VIEWPOINT

The Top 5 Creative Mistakes Killing Your Ad Performance

And one bonus mistake that can make or break your campaign
PERFORMANCE

Competition for consumers’ attention has never been more fierce, and the performance of your ad creative matters. With the ever-expanding complexities and energy spent on media planning, often the creative execution is overlooked. However, a recent study by analytics firm NCSolutions found that “creative quality is responsible for almost half (49%) of the incremental sales driven by advertising.” 

As marketing organizations have grown to accommodate the expanding media landscape, an inevitable consequence is the siloing of teams, budgets, and decision-makers along platform and technology lines. The bigger a marketing agency gets, the more difficult it is to maintain cohesion and harmony across campaigns and various media channels. 

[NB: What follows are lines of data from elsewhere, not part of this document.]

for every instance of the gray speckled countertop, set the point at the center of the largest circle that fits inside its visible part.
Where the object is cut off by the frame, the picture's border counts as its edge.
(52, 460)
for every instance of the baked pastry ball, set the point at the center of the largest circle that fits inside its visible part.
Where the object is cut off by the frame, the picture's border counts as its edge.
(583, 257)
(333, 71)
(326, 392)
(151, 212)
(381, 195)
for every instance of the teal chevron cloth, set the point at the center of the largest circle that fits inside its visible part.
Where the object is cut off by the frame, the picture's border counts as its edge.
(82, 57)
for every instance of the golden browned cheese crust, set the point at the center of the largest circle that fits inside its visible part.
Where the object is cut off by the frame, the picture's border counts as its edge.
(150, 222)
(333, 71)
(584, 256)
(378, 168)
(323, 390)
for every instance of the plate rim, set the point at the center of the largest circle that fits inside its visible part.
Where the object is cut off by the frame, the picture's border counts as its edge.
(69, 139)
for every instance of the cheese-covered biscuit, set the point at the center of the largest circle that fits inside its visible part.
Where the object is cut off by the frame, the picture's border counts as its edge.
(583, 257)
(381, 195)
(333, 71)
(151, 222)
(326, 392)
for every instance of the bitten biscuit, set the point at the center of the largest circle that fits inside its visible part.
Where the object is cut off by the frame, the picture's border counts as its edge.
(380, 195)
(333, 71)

In many cases, the best solution is the hands-on approach, especially if you are truly paying attention to your brand.

Additionally, with the rise of programmatic ad buys and increasingly intelligent MarTech platforms advancing the insights and capabilities available to ad buyers, sometimes the creative is simply taken for granted to the detriment of your campaign. 

So, with that in mind, here are five mistakes that might be killing your ad performance: 

  1. Trying to Accomplish Too Much – Pick a single objective, and keep your message short and easy to understand. Don’t try to say too much. If it’s an awareness campaign, don’t include a purchase CTA. Make sure everything aligns with the awareness objective. With a broad target audience and awareness KPIs (reach, saturation), your efficiency measures are reach and/or saturation per dollar spent, so the call to action should be some version of “learn more,” as you’re higher in the funnel and trying to create interest as opposed to the actual purchase. Certainly you’ll take the purchase, but by aligning your message with your objective, you’ll have a much higher probability of hitting your goals and eventually creating more sales.
  1. Not Targeting Your Creative – You spend extra budget to target specific audiences; don’t deliver them a generic ad. If you are a video streamer trying to reach females aged 18 to 35, you’d better make sure you’re featuring programming that your target likes. Region, time of day, demo, psychographics – all of these things should factor into which ad placement you deliver. Much of this can be managed efficiently through a creative process that involves templates. In many cases, DCOs can help solve the issue, but make sure that the creative looks premium no matter what variables are selected. In many cases, the best solution is the hands-on approach, especially if you are truly paying attention to your brand. 
  1. Not Adapting Your Ad Based on Placement – In mistake #2, we discussed the importance of adapting your creative for your target audience. Equally important is considering your ad placement. Imagine you create a 30-second TV spot and make an edit that highlights the killer (expensive) song you licensed or the highly recognizable voiceover talent you hired, and then you decide to run that spot across your digital banner campaign. The results may not be what you expect, because almost no one listens to a video ad in a banner. So that audio is wasted. Or let’s say you want to run it on TikTok as a paid placement. Well, if the first frame of your video looks like an ad, users will skip your ad before the first words of your message appear. 
  1. Failure to Optimize – Don’t be precious with your creative. Every creative unit is a hypothesis; remember to save budget for testing. Test creative variations as well as targeting, delivery, and placement variations to get a data-based picture of what works best. The great thing about an A/B test is that there is always a winner. That said, when optimizing, do not forget about your brand. That same NCSolutions study mentioned above, points out that brand is the second most important factor in incremental sales. So by all means, optimize, but stay true to your branding guidelines to avoid the “optimization creep” that can gradually dilute your brand. 
  1. Disconnected Ad and Landing page – The ad creative and landing page must work together. The ad should give the user a clear expectation of where a click will lead them, and the landing page should reflect what they saw in the ad. This might sound obvious and simple, but the challenge occurs because marketing organizations are often structured so that the ads and landing pages are created by totally different teams or even different agencies. This means the ad creative and the landing page creative are built on different timelines and are often approved by different stakeholders. Even when everyone starts on the same page at kickoff, the two projects become siloed and can end up as an incongruent pair. 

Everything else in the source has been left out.